Chaque fois qu’il parlait de la libération, ses yeux se remplissaient de larmes. Des yeux tout bleus pleins de vie, de rage et d’écume. Juste après, il se plongeait dans son journal et on se marrait ensemble. Je ne me souviens plus si c’était CHARLIE ou HARA KIRI qu’il lisait, en tout cas, il me montrait plein de dessins de femmes à barbes. Quelques fois, on voyait bien un téton qui dépassait et ça nous faisait marrer encore plus. C’est la gangrène qui l’a emporté. Il a lutté tout ce qu’il a pu, mais à la fin, il avait plus envie. La gangrène c’était son souvenir de la guerre, qu’il disait, rapport au fait qu’il avait déblayé toute la neige d’un camp de prisonnier à la main. C’était couru d’avance en somme. Tout ce qui était arrivé après n’avait été qu’un sursis vers une fin déjà dessinée.

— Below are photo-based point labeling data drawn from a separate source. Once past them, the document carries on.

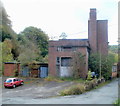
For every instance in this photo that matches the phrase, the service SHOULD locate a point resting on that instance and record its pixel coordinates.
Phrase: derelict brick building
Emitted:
(61, 51)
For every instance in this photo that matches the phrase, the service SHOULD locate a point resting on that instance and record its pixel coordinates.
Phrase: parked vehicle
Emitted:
(13, 82)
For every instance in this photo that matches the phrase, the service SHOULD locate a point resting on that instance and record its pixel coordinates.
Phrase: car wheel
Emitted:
(14, 86)
(22, 83)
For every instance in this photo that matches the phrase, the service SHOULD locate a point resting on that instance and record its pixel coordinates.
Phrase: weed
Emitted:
(73, 90)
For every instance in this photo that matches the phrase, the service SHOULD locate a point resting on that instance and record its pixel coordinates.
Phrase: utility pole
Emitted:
(100, 63)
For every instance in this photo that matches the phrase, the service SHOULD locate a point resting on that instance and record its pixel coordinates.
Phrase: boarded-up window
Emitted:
(66, 61)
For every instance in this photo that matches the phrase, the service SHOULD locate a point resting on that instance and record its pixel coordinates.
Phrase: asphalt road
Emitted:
(33, 95)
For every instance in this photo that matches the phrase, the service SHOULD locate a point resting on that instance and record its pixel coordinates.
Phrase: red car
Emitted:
(13, 82)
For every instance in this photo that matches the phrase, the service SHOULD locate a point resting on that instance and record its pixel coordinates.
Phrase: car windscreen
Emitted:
(8, 80)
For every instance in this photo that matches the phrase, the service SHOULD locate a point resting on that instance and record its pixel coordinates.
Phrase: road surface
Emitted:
(104, 95)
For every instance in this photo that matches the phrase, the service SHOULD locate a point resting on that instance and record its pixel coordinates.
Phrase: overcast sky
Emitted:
(57, 16)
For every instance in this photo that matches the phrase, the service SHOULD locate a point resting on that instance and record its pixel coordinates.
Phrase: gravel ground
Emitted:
(40, 92)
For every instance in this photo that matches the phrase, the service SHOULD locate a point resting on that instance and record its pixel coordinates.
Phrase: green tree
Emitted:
(5, 25)
(38, 37)
(7, 55)
(28, 52)
(6, 31)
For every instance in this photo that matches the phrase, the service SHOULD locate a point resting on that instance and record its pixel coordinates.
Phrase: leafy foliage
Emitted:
(38, 37)
(5, 25)
(7, 55)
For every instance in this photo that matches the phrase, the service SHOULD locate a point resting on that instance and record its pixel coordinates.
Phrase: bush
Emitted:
(74, 90)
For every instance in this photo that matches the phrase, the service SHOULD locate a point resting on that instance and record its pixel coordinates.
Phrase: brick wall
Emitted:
(54, 53)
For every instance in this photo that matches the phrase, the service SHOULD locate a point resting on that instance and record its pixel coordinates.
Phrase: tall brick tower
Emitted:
(97, 33)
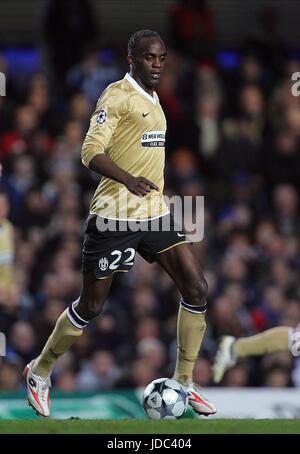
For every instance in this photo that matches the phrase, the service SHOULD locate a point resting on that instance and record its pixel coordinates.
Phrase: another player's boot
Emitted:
(198, 402)
(225, 358)
(38, 391)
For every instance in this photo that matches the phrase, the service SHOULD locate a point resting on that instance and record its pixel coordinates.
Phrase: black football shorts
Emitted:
(110, 246)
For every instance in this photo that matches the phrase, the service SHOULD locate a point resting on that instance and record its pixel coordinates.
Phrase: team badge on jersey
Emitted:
(101, 117)
(103, 264)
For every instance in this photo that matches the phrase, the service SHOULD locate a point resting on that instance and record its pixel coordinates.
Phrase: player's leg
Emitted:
(68, 328)
(230, 350)
(179, 262)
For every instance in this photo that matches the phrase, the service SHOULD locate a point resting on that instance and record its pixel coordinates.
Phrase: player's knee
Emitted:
(89, 308)
(195, 292)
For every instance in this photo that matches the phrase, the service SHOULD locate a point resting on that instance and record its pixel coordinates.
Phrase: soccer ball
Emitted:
(165, 398)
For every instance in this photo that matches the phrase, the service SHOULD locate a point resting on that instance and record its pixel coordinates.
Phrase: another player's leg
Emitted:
(231, 350)
(68, 328)
(181, 265)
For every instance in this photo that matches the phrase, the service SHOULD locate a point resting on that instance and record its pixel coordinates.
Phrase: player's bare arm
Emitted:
(104, 165)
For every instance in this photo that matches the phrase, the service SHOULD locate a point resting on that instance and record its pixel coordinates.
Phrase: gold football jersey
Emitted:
(128, 125)
(6, 255)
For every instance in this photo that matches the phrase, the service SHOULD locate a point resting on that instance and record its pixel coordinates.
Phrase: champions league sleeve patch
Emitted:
(101, 117)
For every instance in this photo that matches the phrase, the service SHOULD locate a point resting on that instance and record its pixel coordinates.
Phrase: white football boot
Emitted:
(38, 391)
(224, 359)
(198, 402)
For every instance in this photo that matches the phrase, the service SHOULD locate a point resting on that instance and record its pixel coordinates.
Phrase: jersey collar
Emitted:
(139, 88)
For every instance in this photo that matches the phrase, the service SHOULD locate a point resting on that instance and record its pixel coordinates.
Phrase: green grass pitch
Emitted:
(137, 426)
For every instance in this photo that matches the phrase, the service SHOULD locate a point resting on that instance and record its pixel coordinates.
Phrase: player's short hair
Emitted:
(135, 39)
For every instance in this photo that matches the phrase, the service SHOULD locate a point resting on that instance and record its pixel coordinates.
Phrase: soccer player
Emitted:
(125, 144)
(274, 340)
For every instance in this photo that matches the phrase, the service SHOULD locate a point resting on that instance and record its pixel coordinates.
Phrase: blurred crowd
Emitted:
(233, 137)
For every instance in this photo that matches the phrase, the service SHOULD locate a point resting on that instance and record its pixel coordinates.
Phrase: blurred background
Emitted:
(233, 136)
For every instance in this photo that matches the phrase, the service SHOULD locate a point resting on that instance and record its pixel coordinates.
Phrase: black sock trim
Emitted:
(193, 309)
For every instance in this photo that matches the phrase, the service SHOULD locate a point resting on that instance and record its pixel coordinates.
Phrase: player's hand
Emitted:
(140, 186)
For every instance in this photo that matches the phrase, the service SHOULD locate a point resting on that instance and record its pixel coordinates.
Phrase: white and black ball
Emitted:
(165, 398)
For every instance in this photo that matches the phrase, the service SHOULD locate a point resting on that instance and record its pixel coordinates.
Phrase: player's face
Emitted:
(149, 61)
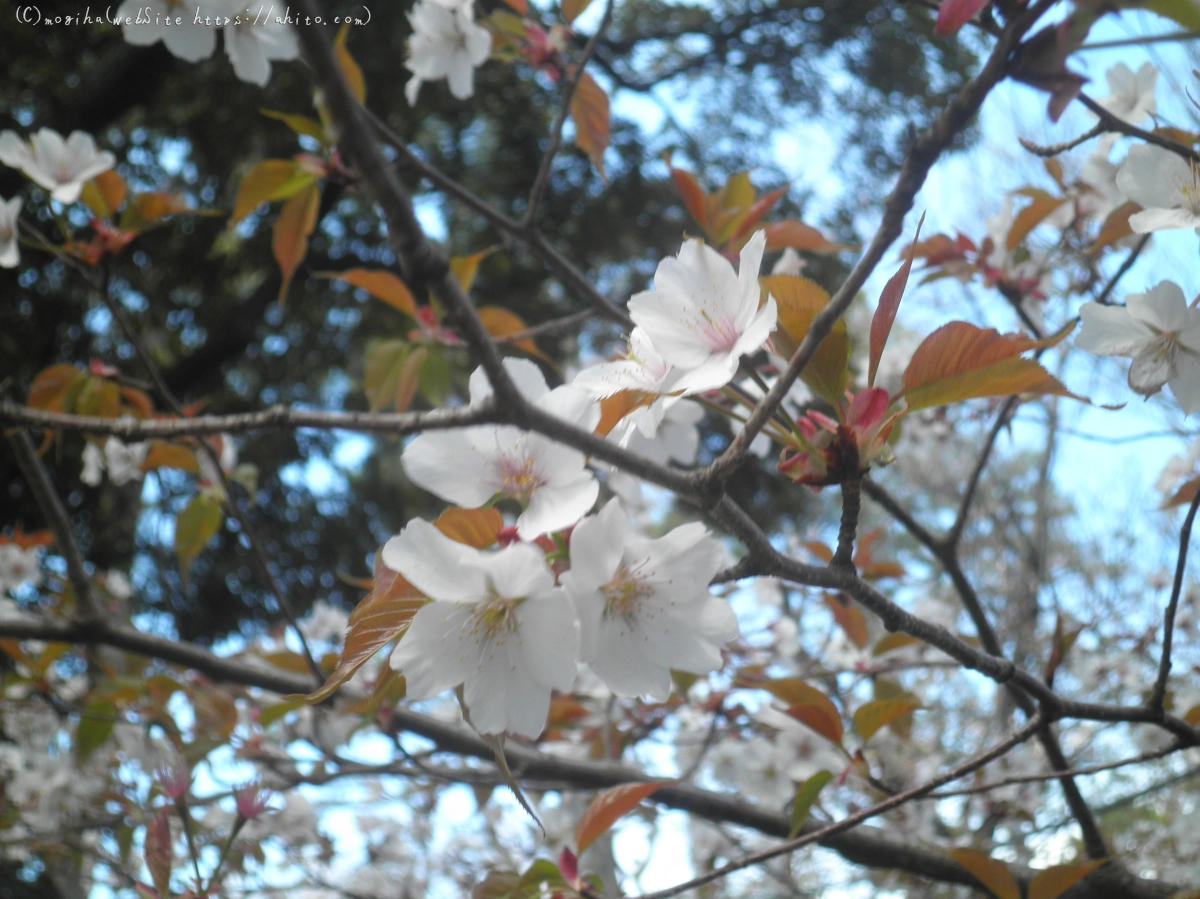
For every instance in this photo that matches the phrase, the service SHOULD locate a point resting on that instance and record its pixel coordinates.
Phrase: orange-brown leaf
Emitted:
(289, 239)
(607, 807)
(589, 112)
(873, 715)
(798, 301)
(993, 874)
(373, 623)
(798, 235)
(1055, 881)
(351, 71)
(52, 385)
(961, 361)
(474, 527)
(169, 455)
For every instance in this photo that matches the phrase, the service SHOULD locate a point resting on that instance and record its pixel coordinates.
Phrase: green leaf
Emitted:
(805, 795)
(195, 527)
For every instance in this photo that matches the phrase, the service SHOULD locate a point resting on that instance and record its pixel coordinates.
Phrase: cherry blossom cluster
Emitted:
(510, 627)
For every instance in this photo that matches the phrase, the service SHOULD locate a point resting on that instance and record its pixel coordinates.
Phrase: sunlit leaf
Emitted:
(607, 807)
(574, 9)
(953, 15)
(960, 361)
(351, 71)
(993, 874)
(379, 283)
(269, 180)
(1055, 881)
(873, 715)
(886, 312)
(802, 803)
(289, 240)
(474, 527)
(798, 301)
(589, 112)
(373, 623)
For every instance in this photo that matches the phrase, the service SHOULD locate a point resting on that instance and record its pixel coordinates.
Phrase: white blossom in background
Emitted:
(702, 317)
(445, 43)
(191, 41)
(10, 252)
(472, 465)
(1131, 94)
(1165, 186)
(497, 625)
(642, 369)
(121, 460)
(255, 41)
(18, 567)
(1158, 331)
(59, 166)
(645, 605)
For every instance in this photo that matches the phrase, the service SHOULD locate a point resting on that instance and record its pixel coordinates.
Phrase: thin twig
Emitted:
(570, 83)
(1158, 694)
(87, 607)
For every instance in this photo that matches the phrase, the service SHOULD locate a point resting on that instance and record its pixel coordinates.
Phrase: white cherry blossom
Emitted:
(1158, 331)
(702, 317)
(1165, 186)
(642, 369)
(121, 460)
(252, 41)
(645, 605)
(187, 36)
(497, 625)
(10, 253)
(59, 166)
(471, 466)
(1131, 95)
(18, 567)
(445, 43)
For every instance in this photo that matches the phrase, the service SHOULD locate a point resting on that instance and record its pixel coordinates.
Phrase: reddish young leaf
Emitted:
(474, 527)
(373, 623)
(993, 874)
(798, 235)
(379, 283)
(607, 807)
(953, 15)
(574, 9)
(1055, 881)
(589, 112)
(694, 197)
(351, 71)
(798, 301)
(961, 361)
(886, 312)
(157, 851)
(289, 239)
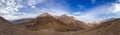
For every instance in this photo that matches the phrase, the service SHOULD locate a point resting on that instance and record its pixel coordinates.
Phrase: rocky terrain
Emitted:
(46, 24)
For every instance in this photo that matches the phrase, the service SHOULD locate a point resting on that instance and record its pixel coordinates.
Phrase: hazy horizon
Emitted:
(84, 10)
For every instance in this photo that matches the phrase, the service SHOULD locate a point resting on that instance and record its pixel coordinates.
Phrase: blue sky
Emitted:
(84, 10)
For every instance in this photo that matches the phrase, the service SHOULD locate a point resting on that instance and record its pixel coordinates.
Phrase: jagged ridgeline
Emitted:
(46, 21)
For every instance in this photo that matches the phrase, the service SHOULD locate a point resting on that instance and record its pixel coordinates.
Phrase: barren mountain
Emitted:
(7, 28)
(110, 27)
(47, 22)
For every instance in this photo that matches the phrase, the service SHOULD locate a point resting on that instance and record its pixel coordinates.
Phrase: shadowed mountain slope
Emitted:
(6, 28)
(47, 22)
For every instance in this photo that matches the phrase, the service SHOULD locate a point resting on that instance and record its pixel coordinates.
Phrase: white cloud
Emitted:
(116, 8)
(34, 2)
(9, 9)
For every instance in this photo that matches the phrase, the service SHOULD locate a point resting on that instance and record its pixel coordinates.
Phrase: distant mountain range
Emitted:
(46, 24)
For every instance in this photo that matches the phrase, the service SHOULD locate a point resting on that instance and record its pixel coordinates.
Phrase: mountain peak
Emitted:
(45, 14)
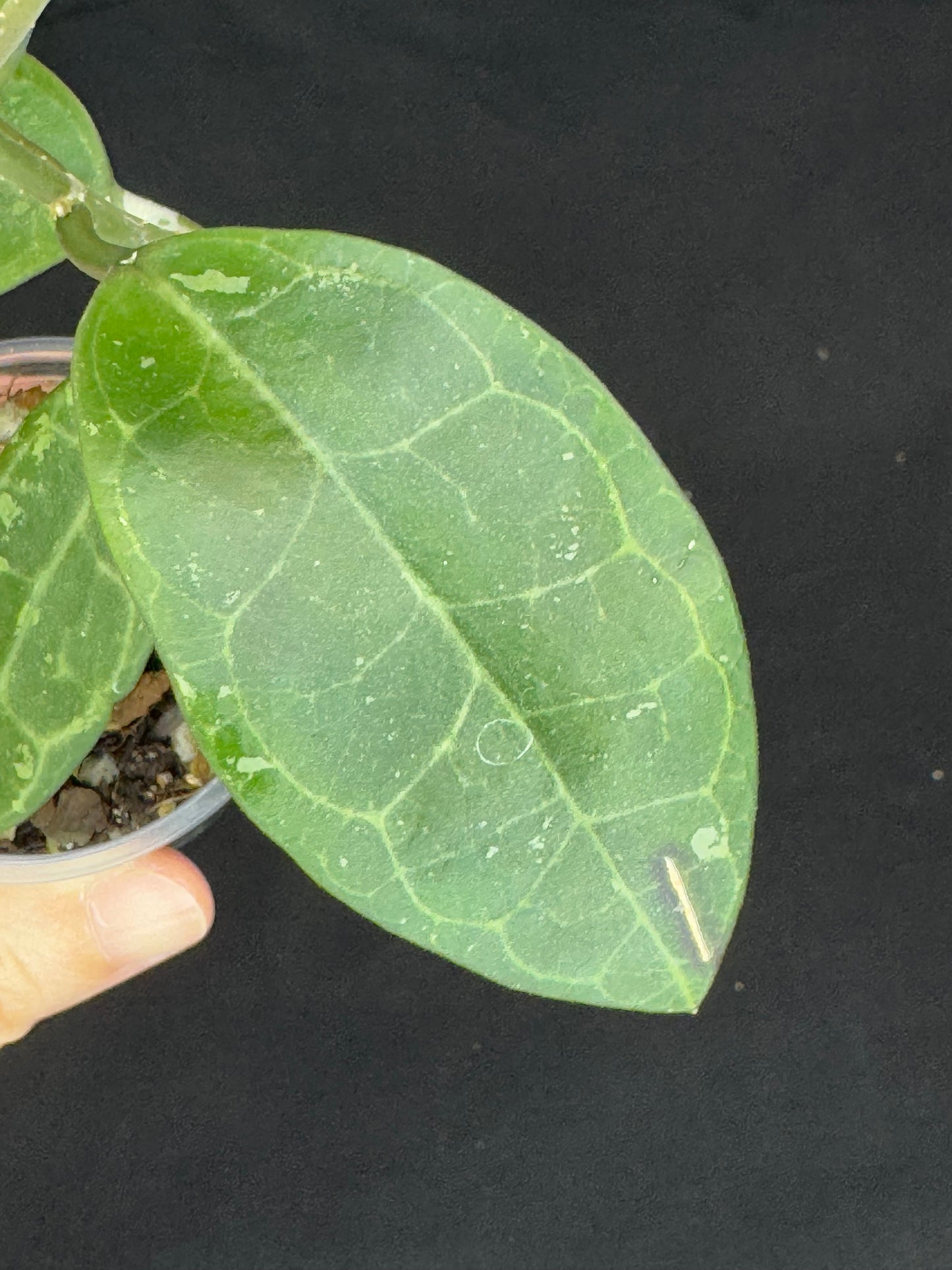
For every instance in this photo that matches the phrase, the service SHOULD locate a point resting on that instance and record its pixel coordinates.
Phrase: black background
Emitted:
(696, 197)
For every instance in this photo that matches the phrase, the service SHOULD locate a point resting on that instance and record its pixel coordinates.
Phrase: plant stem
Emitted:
(90, 226)
(17, 20)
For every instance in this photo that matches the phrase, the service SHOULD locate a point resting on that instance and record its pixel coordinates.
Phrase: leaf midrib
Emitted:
(426, 593)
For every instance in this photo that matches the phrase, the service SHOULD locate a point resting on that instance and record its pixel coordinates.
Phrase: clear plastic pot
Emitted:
(26, 364)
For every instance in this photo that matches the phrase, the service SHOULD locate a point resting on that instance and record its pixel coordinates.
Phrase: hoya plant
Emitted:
(434, 610)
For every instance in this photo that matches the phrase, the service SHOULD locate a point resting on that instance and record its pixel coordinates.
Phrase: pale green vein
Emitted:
(245, 372)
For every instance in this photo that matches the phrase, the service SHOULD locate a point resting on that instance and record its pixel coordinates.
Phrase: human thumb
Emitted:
(63, 942)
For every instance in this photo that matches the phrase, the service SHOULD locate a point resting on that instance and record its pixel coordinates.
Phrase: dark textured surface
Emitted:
(696, 197)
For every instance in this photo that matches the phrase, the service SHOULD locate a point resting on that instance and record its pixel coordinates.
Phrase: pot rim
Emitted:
(41, 359)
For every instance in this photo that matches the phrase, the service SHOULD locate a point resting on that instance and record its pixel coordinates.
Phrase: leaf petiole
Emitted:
(94, 230)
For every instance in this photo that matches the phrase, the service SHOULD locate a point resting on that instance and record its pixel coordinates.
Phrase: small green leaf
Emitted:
(434, 608)
(45, 111)
(71, 642)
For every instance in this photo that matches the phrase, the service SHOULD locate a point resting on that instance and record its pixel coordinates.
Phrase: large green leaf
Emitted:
(45, 111)
(433, 606)
(71, 642)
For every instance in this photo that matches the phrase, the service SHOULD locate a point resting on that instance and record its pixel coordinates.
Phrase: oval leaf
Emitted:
(437, 612)
(71, 643)
(45, 111)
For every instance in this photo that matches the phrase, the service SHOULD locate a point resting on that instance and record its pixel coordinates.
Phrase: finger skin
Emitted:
(64, 942)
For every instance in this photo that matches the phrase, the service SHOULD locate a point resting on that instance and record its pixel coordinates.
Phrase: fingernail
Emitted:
(141, 917)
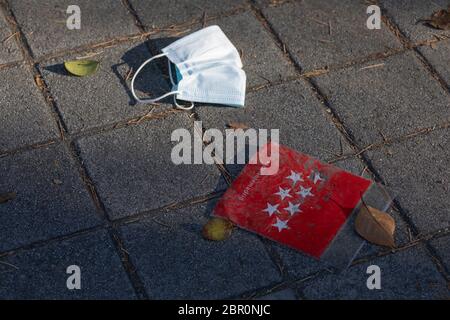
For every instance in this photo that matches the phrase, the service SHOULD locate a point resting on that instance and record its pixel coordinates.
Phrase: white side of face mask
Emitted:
(210, 68)
(221, 84)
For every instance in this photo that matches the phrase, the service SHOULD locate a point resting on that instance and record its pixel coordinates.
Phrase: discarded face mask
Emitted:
(208, 70)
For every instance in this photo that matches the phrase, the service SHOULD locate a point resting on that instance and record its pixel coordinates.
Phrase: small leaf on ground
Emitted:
(217, 229)
(375, 226)
(5, 197)
(81, 68)
(237, 125)
(439, 20)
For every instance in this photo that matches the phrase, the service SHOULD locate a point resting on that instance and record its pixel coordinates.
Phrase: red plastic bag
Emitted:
(303, 205)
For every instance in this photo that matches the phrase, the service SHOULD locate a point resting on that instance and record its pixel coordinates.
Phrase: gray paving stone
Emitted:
(133, 170)
(51, 200)
(441, 245)
(417, 170)
(303, 27)
(175, 262)
(163, 13)
(104, 97)
(393, 100)
(44, 24)
(263, 61)
(286, 294)
(9, 51)
(41, 273)
(407, 274)
(24, 117)
(406, 14)
(439, 57)
(292, 109)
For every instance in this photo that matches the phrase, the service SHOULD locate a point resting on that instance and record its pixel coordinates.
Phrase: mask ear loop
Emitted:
(135, 76)
(174, 97)
(148, 100)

C’est un peu ce qui se passe aujourd’hui avec le monde. Chacun sait que le système n’est pas bon, qu’il nous conduit tous à notre perte. L’égalité est devenue un vague souvenir ; mais qui s’en soucie vraiment. Aujourd’hui, on nous rabat la conscience avec l’Afrique, ne vous plaignez pas, vous verriez comment ça se passe là-bas, estimez-vous heureux. Qui a dit que l’on devait trouver normal ce qui se passe dans les pays pauvres ? Le tiers- monde est devenu la première justification des pays riches pour faire accepter la dictature à leurs peuples. « Il faudrait une révolution ou une bonne guerre » qu’ils disent tous avant de tirer les rideaux et de s’asseoir dans un fauteuil pour regarder le journal de 20 heures. Pendant ce temps, les migrants affluent, les camps se forment, les nazis prospèrent en Autriche, quel homme politique en a parlé ? Presque plus personne ne coupe le poste quand Jean Marie parle à la radio, ah oui ! Les grèves, faut que ça se termine vite, le foot vous pensez, il pleut à Paris : tout ça n’a pas d’importance, les centrales à l’arrêt, le peuple qui dit non, les manifestations, pas beaucoup d’Arabes dans l’équipe de France, il pleut à Paris, il pleut à Paris.